Josef Herman (RA)


Mosek Josek Herman (Josef) was born in Warsaw into a Jewish family in January 1911. His childhood was one of adject poverty and, at the age of 13 he initially trained to be a typesetter, however by 1930 attended the Warsaw School of Art, leaving in 1932. In 1938 to escape Nazi persecution he moved to Brussels, however two years later with Germany about to invade Belgium he fled to France and then onto Glasgow. In 1940 Herman discovered he had lost his entire family in the Holocaust, he channelled his grief into his work, producing ‘memory paintings’ that evoked his childhood and Jewish heritage, along with compositions addressing the horrors of the pogroms.

In 1943, moving to London, Josef exhibited with LS Lowry and was subsequently discovered by the highly respected dealer, Roland Browse and Delbanco in Mayfair, with whom he was then associated with for 35 years.

Herman is best known for his paintings of working people, including peasants, fisherman and most notably, coal miners. In 1944 he moved to Wales to a mining community in Ystradgynlais where he lived for 11 years. In 1951 he was commissioned to paint a mural of miners for the Festival of Britain, this is now housed in the Museum of Wales in Cardiff. In 1952 he joined the London Group and over the next 20 years had many solo exhibitions, displays and retrospectives including Leicester and York (1953), Wakefield (1955), the Whitechapel Gallery in London and the Auckland Gallery in New Zealand (1956), Melbourne (1957), Frankfurt and Sheffield (1958), Bradford (1959) and Swansea (1963). Dresden, Toronto and Montreal also hosted solo exhibitions, while galleries in Britain and abroad started to acquire his work. The Tate Gallery owns many drawings by him and some of his best paintings.

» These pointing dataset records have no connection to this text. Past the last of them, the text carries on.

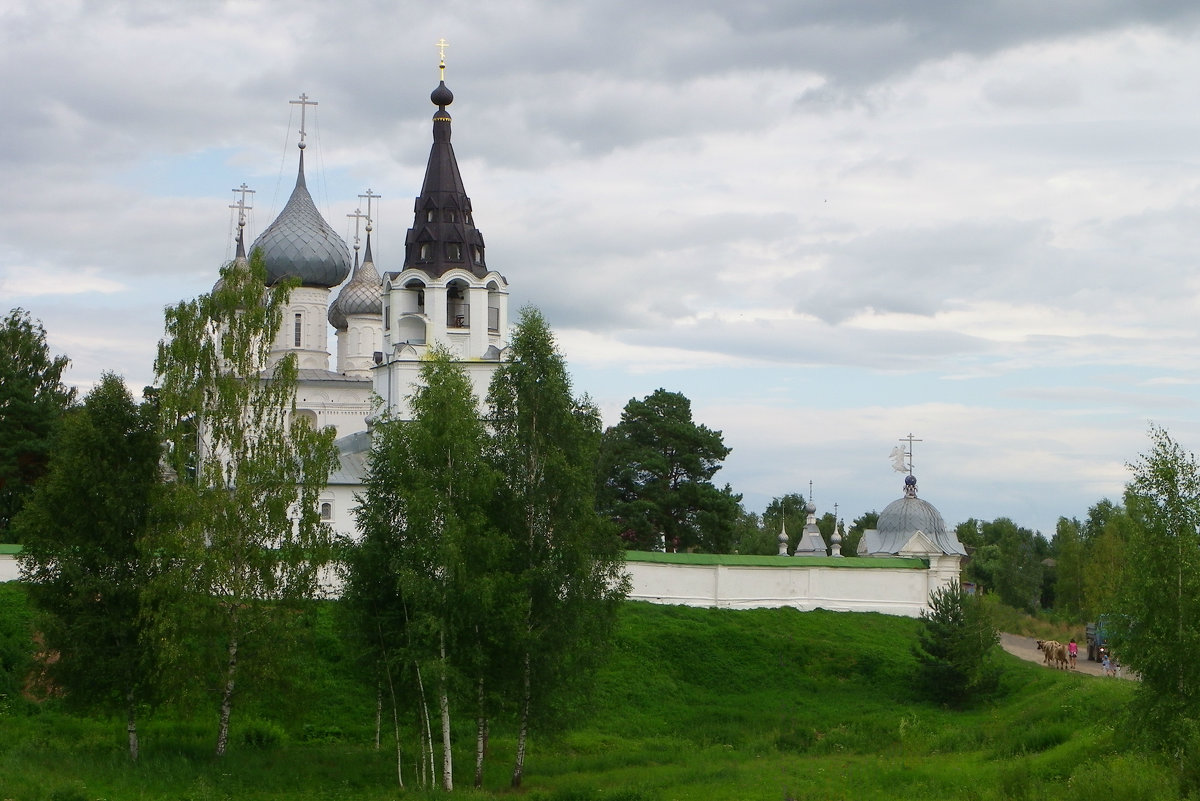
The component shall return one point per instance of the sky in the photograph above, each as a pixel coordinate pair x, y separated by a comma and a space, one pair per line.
829, 223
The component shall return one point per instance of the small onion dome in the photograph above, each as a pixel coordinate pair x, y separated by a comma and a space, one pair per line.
363, 294
301, 245
442, 96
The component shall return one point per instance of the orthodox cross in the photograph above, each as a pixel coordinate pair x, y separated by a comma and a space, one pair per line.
241, 203
358, 215
442, 52
910, 439
369, 197
303, 102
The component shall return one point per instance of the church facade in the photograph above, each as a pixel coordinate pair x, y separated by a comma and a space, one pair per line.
441, 294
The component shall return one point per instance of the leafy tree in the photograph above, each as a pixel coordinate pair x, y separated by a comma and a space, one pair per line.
954, 648
1159, 597
1068, 549
82, 529
655, 477
568, 562
1104, 560
241, 543
33, 399
429, 562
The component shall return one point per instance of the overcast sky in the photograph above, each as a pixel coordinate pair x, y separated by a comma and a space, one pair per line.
828, 223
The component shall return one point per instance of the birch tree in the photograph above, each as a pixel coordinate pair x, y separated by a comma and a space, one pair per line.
83, 529
1157, 625
565, 560
241, 543
429, 556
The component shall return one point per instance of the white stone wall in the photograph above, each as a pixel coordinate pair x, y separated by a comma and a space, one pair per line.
899, 590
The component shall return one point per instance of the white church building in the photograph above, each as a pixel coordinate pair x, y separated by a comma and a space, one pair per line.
444, 293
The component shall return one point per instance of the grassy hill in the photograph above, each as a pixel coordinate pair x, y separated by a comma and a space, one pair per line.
702, 704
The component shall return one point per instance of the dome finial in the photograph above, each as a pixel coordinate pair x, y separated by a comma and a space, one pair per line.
303, 103
243, 208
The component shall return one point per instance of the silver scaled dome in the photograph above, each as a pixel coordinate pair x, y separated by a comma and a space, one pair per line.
301, 245
904, 517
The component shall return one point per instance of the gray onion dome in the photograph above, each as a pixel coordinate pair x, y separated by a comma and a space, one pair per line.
301, 245
363, 294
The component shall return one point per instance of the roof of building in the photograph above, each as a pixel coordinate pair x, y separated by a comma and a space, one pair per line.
904, 517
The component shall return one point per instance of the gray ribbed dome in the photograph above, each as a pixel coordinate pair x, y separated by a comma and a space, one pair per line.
301, 245
363, 294
904, 517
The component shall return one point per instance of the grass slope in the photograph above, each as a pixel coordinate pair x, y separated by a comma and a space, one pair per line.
693, 704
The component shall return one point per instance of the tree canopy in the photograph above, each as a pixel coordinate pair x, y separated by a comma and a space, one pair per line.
241, 543
33, 399
655, 477
82, 533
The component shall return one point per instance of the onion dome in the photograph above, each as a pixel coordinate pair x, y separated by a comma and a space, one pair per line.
904, 517
301, 245
443, 235
363, 294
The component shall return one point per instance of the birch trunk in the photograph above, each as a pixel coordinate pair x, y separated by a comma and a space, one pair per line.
227, 698
444, 703
480, 735
523, 732
131, 727
395, 726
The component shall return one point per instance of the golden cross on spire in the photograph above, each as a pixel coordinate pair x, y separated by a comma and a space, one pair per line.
442, 52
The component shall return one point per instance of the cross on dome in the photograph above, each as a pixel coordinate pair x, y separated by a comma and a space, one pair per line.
303, 103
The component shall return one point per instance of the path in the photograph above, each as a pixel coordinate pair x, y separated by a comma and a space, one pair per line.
1027, 649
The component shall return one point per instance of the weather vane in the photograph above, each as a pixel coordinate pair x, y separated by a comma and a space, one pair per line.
442, 53
901, 458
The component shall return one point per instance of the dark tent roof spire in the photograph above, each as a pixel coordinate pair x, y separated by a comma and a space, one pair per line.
443, 235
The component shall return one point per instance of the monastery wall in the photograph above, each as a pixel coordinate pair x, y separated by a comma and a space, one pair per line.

He had a third retrospective exhibition in 1975 at the Glasgow Museum and Art Gallery, and in 1976 his fourth and most important at the Camden Art Centre.

In 1962, Herman was awarded the Royal National Eisteddfod's Gold Medal. He was awarded the OBE in 1981, and in 1990 he was elected to the as a Royal Academy and he had an exhibition, Children of North End Road, at the Royal Academy, London.